The Hospice Referral Process

Is your patient ready for hospice?

At VITAS, we are specialists in end-of-life care. Our hospice teams are trained to understand patients and families as they cope with advanced illness and to manage healthcare transitions to care that aligns with their goals, wishes and values.

How to Refer a Patient to Hospice

Hospice referrals are made by a clinician, and VITAS makes the hospice referral process simple.

We urge all healthcare professionals to have a goals-of-care conversation with your patients—and we can help you facilitate it. Just give us a call. You can also get education about hospice from our webinars and in-person trainings.

We make hospice referrals simple and secure, whether by mobile app or phone. We provide guidelines that help you determine hospice eligibility with confidence.

  1. Determine whether your patient is eligible for hospice care. Hospice has guidelines, both general and disease-specific, to determine patient eligibility. Hospice patients are assessed by their hospice team at regular intervals to determine continued eligibility beyond 6 months. Is your patient eligible? Find hospice-eligibility guidelines here with an interactive PPS Scale.
  2. Have a goals-of-care conversation with your patient and/or their family. An end-of-life conversation with a patient can be difficult, but there are proven ways to make it easier. The best time to talk about end-of-life preferences is early in a patient’s disease. Approach the topic during regular office visits, based on new symptoms, signs of disease progression, options, advance care planning, and facts about how hospice and palliative care can help. You can use our VITAS mobile app to support your conversation with your patients. Patients and families rely on your expertise. If you need help with goals-of-care conversations, rely on trained VITAS staff and readily available resources to help.
  3. Refer. Choose the method that works best for you:
    • From our hospice referral app. Hospice referrals are easy, secure and seamless via mobile form or face sheet capture, both of which result in an in-app confirmation from VITAS. Rely on the app for disease-specific guidelines and interactive assessment tools to determine eligibility. Download the VITAS app now, personalize it based on your role and begin referring patients immediately.
    • Call VITAS at 855.336.1418 to refer a hospice-eligible patient. A VITAS hospice admissions professional will answer your call at any time of the day or night, 365 days a year. You’ll be asked to provide your own identification information along with the patient’s first and last name, phone number and city, state and ZIP code.

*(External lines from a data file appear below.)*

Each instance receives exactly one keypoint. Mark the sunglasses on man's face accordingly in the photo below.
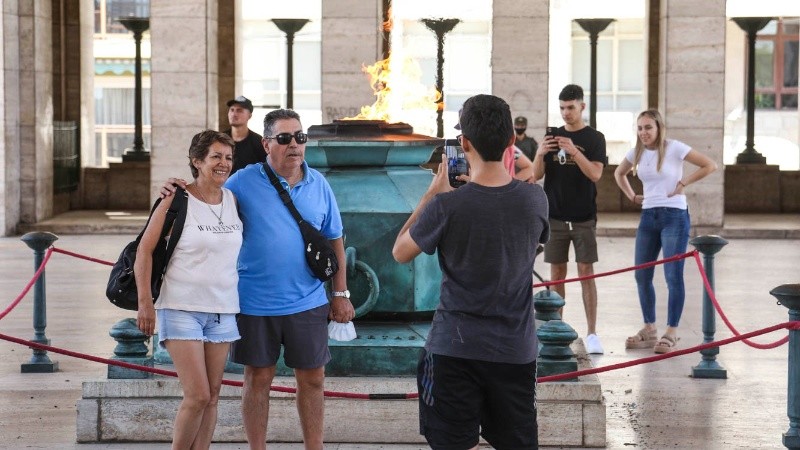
(286, 138)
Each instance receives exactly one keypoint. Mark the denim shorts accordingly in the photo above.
(582, 235)
(196, 326)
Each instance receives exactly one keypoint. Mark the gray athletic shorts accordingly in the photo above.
(304, 337)
(583, 235)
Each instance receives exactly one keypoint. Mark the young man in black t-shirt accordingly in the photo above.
(571, 161)
(249, 148)
(477, 374)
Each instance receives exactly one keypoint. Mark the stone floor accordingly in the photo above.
(652, 406)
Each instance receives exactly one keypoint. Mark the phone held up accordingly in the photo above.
(456, 162)
(562, 154)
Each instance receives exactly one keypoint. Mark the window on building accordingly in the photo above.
(106, 13)
(776, 64)
(115, 119)
(620, 62)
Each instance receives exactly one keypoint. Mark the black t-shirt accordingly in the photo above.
(486, 238)
(571, 194)
(247, 151)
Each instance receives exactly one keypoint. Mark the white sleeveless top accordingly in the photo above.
(201, 274)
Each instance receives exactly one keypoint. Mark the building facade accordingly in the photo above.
(684, 57)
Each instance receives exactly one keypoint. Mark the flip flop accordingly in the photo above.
(644, 338)
(666, 344)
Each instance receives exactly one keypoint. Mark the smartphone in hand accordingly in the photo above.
(456, 162)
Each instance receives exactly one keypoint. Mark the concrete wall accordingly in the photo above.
(184, 84)
(350, 38)
(691, 98)
(520, 71)
(26, 152)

Patients with advanced illness and their families understand the value of time. Make sure that a timely, well-informed hospice referral gives them time when they need it most.

Hospice Referral Facts

Nearly 70% of Americans indicate they would prefer to die at home, if given a choice.1 Hospice care can help patients achieve that goal at end of life.

Patients' families share a favorable view of hospice care:

  • More than 70% of families rate the care as "excellent" when patients received hospice care2
  • Less than 50% of families rate the care as "excellent" when patients died in an institutional setting or with home health services2

One in five people reported that someone in their household had an experience with hospice care in the past year.2 Of those:

  • 87% said they have a positive opinion of hospice3
  • 58% who had a very positive opinion3

Timely hospice referral ensures your patients can receive more care with the VITAS Care model, ensuring we coordinate with your practice and keep the symptoms of their disease managed.

1Kaiser Family Foundation/The Economist Four-Country Survey of Aging and End-of-Life Medical Care (2017). Conducted March 30–May 29, 2016.

2Teno J.M., Clarridge B.R., et al. (2004). Family perspectives on end-of-life care at the last place of care. JAMA, 291(1):88–93.

3Hamel, L., Wu, B., and Brodie, M. (2017). Views and experiences with end-of-life medical care in the U.S. The Henry J. Kaiser Family Foundation, Menlo Park, CA.